UBS reported a surprise hit from the implosion of Archegos Capital Management of $861 million. The loss overshadowed a better-than-expected profit, with strong performance in the key wealth management business. UBS CEO Ralph Hamers said the bank was “very disappointed” by the hit. “We are taking it very seriously,” Hamers said. “We have started a very detailed review of the different prime brokers’ relationships that we have, the family offices’ relationship that we have as well, the risk management processes that we have, in order to really get the lessons learned and make sure we implement them so that going forward it doesn’t happen again.”

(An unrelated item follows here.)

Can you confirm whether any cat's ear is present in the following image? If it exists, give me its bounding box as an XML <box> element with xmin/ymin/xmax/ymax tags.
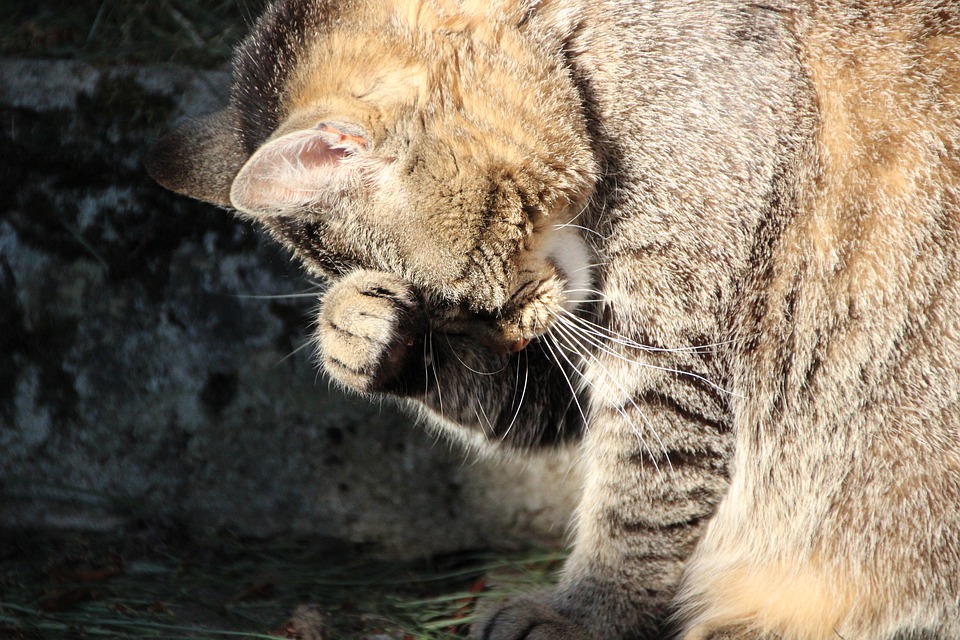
<box><xmin>230</xmin><ymin>123</ymin><xmax>370</xmax><ymax>216</ymax></box>
<box><xmin>145</xmin><ymin>107</ymin><xmax>249</xmax><ymax>207</ymax></box>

Tesla’s record earnings were met with a shrug. The electric vehicle maker posted record net income of $438 million, reporting earnings per share of $0.93—versus estimates for EPS of $0.79—on revenue of $10.39 billion, up 74% year-over-year. Despite the big headline numbers, shares are down nearly 4% this morning. “It’s all good, but there’s not a lot of news and it wasn’t a blowout,” said Loup Ventures’ Gene Munster. “Everything happened that people thought would happen.” Tesla’s bitcoin holdings added $101 million in income in the quarter after the company sold around 10% of its holdings in the cryptocurrency. “We do believe long-term in the value of bitcoin,” Tesla CFO Zachary Kirkhorn said on an earnings call. “It is our intent to hold what we have long-term and continue to accumulate bitcoin from transactions from our customers as they purchase vehicles.”
In other earnings news, Crocs shares are up nearly 19% this morning after the shoe maker delivered better-than-expected results. For its first quarter, Crocs reported earnings per share of $1.49 on revenue of $460.1 million, compared to estimates for earnings of $0.89 per share on revenue of $415 million. CEO Andrew Rees said of the quarter in press release, “Demand for the Crocs brand is stronger than ever with expected 2021 revenue growth of 40% to 50%. In the first quarter we achieved record revenues and profitability, with growth in all regions and all channels. We have raised full year guidance as we continue to see consumer demand for our product accelerate globally.” UPS also blew past expectations, reporting earnings of $2.77 per share from $22.7 billion in sales, while analysts were expecting earnings of $1.72 per share from $20.6 billion in sales. “I want to thank all UPSers for delivering what matters, including COVID-19 vaccines,” said CEO Carol Tomé in the company’s news release. “We continued to execute our strategy under the better not bigger framework, which enabled us to win the best opportunities in the market and drove record financial results.”
Beyond Meat shares are up nearly 1% today after the company said it will launch the latest version of its meat-free burger patties in grocery stores next week. The company’s chief growth officer, Chuck Muth, said that improving its meat alternatives helps the company hold onto its market share, even as more competitors offer meatless burgers. “As one of the first movers in the category, we do have a prominent position,” Muth said. “We’re only going to stay there if we continue to innovate, and we will always stay focused on our innovation and improving our products.” Beyond Meat is also reportedly telling customers that it is preparing to launch a chicken alternative this summer, which would mark a major expansion for its product lineup of beef, burgers, and sausages.
And Spotify launched podcast subscriptions this morning, giving creators more range in how they choose to make money. The move comes just a week after Apple announced its own subscription podcast offering. Spotify will not be taking a subscription revenue cut for the next two years in an effort to draw podcast creators to its platform, and will begin charging just 5% starting in 2023, undercutting Apple, which takes a 30% cut in the first year and a 15% cut beginning in the second year.
Stocks We’re Watching
Quotient Technology Inc (NYSE: QUOT): Quotient announced this morning that Matthew Krepsik has joined on as its new Chief Analytics Officer, leading the company’s data, analytics, and measurement practice. “Quotient has long been on my radar as a company that is leading innovation in the retail space through technologies and solutions that help retailers and advertisers deliver more valuable interactions with consumers,” Krepsik said in a press release. “Quotient is well-positioned to continue to lead in this exciting and fast-growing space, and I’m thrilled to be able to bring my background in data, products and analytics to this exceptional team.”